Sunday, July 31, 2016

Happy Birthday to my lost child

Today, July 31st, marks the 26th anniversary of the day I lost my first baby. I had a few miscarriages after that, a few perfect pregnancies followed years later by surprise twins.

But nothing, not since that day, has ever come close to the emptiness I felt leaving the hospital.
I didn't leave in a wheelchair holding a baby.
I didn't go to recovery and call for a nurse to bring my baby.
I didn't get balloons or a card.
I didn't even get privacy for my mourning. I was forced to cry quietly while the woman next to me complained about her sore throat from her tonsils being removed.

I was 16. A delinquent. An unwed teenager having unprotected sex. The father, a 19 year old who figured out the 3 year difference meant legal trouble for him. No male guidance for me then.



My first taste of physical abuse. The violent kind. The kind of violence that causes a desperate disgusting man to do whatever it took to end a criminal pregnancy.

He made it his mission to punch, elbow and kick me in the stomach until I started bleeding, then dropped me off at my mom's front door and never came back.

She was exhausted from trying to control me. I was exhausted from trying to survive in my own Hell.
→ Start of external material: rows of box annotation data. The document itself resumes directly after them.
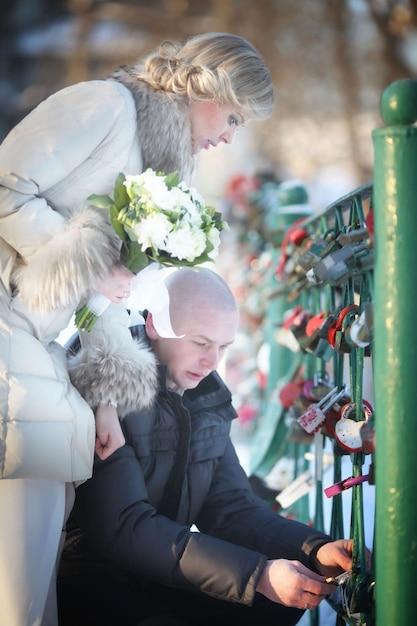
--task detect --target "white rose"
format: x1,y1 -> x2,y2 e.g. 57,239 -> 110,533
164,223 -> 206,262
124,175 -> 143,199
172,187 -> 202,227
133,213 -> 172,251
207,226 -> 220,261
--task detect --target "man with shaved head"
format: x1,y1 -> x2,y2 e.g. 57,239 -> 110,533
58,269 -> 352,626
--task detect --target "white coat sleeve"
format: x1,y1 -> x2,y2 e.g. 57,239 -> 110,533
0,81 -> 125,312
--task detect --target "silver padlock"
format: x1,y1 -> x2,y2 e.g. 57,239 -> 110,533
297,385 -> 346,435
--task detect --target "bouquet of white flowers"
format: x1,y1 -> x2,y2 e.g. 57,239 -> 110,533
75,169 -> 226,331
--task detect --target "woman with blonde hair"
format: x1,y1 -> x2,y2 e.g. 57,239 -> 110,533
0,33 -> 273,626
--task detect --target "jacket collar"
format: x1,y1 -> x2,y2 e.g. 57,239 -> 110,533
113,65 -> 194,184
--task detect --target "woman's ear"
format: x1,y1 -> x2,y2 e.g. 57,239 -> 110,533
145,311 -> 159,340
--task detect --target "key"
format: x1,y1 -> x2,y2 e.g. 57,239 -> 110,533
297,387 -> 346,435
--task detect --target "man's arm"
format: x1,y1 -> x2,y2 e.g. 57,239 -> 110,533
75,438 -> 266,604
197,439 -> 331,567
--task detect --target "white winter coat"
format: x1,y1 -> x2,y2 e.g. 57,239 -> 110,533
0,80 -> 192,481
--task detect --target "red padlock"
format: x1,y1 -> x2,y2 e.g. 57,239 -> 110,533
327,304 -> 359,348
306,313 -> 327,337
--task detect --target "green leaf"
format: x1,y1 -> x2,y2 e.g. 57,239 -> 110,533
109,204 -> 127,241
113,172 -> 130,210
120,241 -> 149,274
87,193 -> 113,209
165,172 -> 180,189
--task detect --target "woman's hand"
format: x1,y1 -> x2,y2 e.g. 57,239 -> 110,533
95,404 -> 126,461
94,265 -> 134,304
256,559 -> 334,609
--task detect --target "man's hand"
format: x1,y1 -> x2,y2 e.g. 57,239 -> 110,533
94,265 -> 134,304
314,539 -> 353,577
95,404 -> 126,461
256,559 -> 334,609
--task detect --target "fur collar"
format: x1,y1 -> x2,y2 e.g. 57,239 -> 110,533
113,65 -> 194,184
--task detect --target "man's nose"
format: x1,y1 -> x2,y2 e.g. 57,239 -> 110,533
201,347 -> 220,371
220,127 -> 236,143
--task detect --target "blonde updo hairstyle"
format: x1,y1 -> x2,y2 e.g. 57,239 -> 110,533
138,33 -> 274,118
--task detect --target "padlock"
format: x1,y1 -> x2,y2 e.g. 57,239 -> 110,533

All I could say was "Mom, I'm pregnant. And I'm bleeding."
My single, hard working mom had to embarrassingly tell her boss why she won't be there in 15 minutes.
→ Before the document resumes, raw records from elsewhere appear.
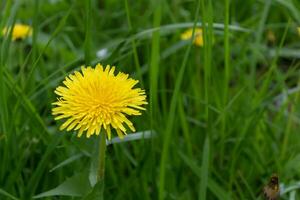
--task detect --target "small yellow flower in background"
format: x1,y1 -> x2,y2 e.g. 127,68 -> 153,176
2,24 -> 32,41
52,64 -> 147,139
181,28 -> 203,47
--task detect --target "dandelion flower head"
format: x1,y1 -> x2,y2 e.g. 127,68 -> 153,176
2,24 -> 32,41
52,64 -> 147,139
181,28 -> 203,47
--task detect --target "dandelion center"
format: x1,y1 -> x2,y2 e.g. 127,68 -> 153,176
52,64 -> 147,139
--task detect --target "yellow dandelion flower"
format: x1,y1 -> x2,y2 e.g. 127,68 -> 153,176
2,24 -> 32,41
181,28 -> 203,47
52,64 -> 147,139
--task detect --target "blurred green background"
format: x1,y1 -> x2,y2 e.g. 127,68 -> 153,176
0,0 -> 300,200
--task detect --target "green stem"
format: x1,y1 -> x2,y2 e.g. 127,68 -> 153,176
97,132 -> 106,182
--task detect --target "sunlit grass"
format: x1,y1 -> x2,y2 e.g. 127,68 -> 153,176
0,0 -> 300,200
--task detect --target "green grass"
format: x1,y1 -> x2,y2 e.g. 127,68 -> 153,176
0,0 -> 300,200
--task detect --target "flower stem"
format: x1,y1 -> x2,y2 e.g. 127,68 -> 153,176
97,132 -> 106,182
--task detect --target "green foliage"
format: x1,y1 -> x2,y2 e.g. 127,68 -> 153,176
0,0 -> 300,200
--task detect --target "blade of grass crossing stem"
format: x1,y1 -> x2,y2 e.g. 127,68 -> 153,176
198,136 -> 209,200
26,134 -> 63,199
125,0 -> 144,88
158,0 -> 200,200
84,0 -> 92,65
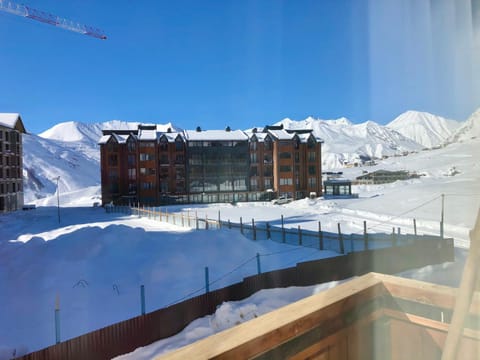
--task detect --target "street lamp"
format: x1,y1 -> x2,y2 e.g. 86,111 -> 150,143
55,176 -> 60,224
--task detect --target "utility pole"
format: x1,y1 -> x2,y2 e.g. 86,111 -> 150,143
55,176 -> 60,224
440,194 -> 445,239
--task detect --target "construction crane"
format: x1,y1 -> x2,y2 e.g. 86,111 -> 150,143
0,0 -> 107,40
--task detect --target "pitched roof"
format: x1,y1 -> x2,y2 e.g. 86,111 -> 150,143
185,130 -> 248,141
268,130 -> 295,140
0,113 -> 26,133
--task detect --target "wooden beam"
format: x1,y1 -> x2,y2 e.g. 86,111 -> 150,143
442,209 -> 480,360
156,274 -> 386,360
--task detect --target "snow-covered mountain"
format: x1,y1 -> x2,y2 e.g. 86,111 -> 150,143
277,117 -> 423,169
24,109 -> 472,202
23,120 -> 181,202
447,108 -> 480,143
387,111 -> 461,148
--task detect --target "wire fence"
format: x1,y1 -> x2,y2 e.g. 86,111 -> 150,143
106,204 -> 442,254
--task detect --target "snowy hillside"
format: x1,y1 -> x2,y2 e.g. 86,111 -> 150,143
23,134 -> 100,203
23,120 -> 181,203
387,111 -> 461,148
277,117 -> 422,170
447,108 -> 480,143
0,137 -> 480,360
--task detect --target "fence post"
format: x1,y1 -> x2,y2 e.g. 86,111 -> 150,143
257,253 -> 262,274
318,221 -> 323,250
205,266 -> 210,294
440,194 -> 445,239
363,220 -> 368,250
55,294 -> 60,344
337,223 -> 345,254
140,285 -> 145,315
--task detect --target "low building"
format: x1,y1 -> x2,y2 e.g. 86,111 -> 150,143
0,113 -> 26,213
99,124 -> 322,205
356,170 -> 412,184
323,179 -> 358,199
The whole 20 minute ride to the hospital I'm convincing myself that it's ok. It'll stop. Everything's ok.

I'm casually given a private room in the ER. And that's when contractions really started. Full on labor. I freak out and stand up to ring the nurse and blood is dripping all over the floor. I scream.

Doctors and nurses rush in. They force me back down and they tell me to open my legs. Im scared. Just leave it be, i think. He takes one look at me, reaches down and puts the tiniest most perfect little baby, in a large jar, and hands it to me.
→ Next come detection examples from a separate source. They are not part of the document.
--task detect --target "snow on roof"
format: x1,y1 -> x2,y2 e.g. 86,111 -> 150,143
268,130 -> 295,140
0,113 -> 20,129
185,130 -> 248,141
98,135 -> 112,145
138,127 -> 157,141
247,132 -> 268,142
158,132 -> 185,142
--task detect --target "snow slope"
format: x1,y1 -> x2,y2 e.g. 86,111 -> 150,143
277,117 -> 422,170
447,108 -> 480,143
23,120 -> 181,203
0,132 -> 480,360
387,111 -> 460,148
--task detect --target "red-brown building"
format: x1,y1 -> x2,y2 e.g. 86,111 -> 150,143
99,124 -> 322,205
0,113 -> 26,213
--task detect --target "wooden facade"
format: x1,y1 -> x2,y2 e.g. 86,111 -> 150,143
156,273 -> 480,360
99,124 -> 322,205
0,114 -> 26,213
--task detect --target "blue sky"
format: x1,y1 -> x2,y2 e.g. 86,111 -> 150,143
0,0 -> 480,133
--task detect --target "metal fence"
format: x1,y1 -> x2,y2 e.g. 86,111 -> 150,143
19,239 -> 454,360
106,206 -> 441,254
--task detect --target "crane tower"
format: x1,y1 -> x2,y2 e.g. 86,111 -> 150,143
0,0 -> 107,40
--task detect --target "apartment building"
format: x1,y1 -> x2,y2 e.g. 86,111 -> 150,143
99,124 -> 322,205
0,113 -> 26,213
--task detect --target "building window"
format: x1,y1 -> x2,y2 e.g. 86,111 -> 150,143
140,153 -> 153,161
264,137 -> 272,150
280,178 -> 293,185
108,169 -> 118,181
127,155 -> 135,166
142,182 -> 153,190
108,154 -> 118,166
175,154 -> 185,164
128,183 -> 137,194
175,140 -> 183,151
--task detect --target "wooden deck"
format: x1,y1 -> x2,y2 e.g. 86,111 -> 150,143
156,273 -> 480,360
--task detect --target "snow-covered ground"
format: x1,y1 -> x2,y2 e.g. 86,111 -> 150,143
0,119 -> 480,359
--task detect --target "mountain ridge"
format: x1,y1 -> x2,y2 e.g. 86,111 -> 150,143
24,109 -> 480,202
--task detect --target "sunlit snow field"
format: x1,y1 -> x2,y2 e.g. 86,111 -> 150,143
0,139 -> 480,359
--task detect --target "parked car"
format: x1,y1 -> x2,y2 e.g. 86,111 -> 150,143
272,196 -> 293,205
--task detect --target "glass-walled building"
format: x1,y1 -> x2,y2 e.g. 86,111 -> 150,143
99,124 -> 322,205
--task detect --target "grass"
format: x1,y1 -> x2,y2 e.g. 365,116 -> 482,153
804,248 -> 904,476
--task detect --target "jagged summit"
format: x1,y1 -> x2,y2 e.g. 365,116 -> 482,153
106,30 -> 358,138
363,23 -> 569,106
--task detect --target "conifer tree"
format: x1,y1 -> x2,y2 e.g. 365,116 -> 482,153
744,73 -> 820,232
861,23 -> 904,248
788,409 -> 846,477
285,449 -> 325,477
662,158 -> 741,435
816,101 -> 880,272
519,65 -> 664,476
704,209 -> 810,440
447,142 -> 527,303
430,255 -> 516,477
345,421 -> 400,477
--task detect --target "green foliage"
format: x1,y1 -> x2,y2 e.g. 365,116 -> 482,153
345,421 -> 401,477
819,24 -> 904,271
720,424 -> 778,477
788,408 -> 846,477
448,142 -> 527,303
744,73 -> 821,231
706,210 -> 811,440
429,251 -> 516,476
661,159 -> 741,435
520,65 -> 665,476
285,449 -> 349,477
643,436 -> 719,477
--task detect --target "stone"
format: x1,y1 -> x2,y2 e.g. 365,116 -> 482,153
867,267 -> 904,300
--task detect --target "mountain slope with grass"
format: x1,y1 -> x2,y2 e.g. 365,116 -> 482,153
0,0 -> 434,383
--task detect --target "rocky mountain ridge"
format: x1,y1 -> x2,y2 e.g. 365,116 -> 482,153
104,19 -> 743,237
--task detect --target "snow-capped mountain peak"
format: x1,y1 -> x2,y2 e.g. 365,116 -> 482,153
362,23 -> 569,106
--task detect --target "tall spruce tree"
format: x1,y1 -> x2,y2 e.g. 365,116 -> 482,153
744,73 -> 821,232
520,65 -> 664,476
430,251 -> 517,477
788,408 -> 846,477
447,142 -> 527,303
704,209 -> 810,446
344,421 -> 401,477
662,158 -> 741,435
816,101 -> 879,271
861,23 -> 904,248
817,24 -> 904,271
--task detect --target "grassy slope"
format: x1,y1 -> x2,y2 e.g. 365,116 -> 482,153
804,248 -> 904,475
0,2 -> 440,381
 "I'm sorry your baby died."

A painful D & C followed, along with a wail that cried for pain, cried for my baby, cried for my poor mom, cried for life.

And that was it. My mother. My mother stood there watching the whole thing. Watched her dead grand baby come out. The look of loving admiration, the look of a proud parent, the look of unconditional love faded from her face.
Her little girl was gone. And she never came back.




The walk down the long corridor that day will forever be imprinted. I felt nothing. Yesterday, I felt baby hormones. I felt life.
Now, I felt empty. An empty I've never been able to explain, nor have I felt since.

No one got me help. No one pressed charges. No one said anything. No one bothered. It seemed to everyone that a "problem handled itself".

I was a problem that was better when I went away. I had to go to pysch. Ya, a 14 day hold should fix that right up.

I didn't realize it then, but that was Domestic Violence. It didn't matter anymore. The problem was gone.
I came home and pretended like nothing happened, just like everyone else.


Miscarriages, perfect pregnancies, surprise twins totalling five kids later..... doesn't replace the empty I felt that day. The empty that I feel every single July 31st, when I mourn a baby that never came. My first pregnancy.

That was a day that 2 women lost their daughters.
My baby girl died.
And I was no longer my mother's baby girl.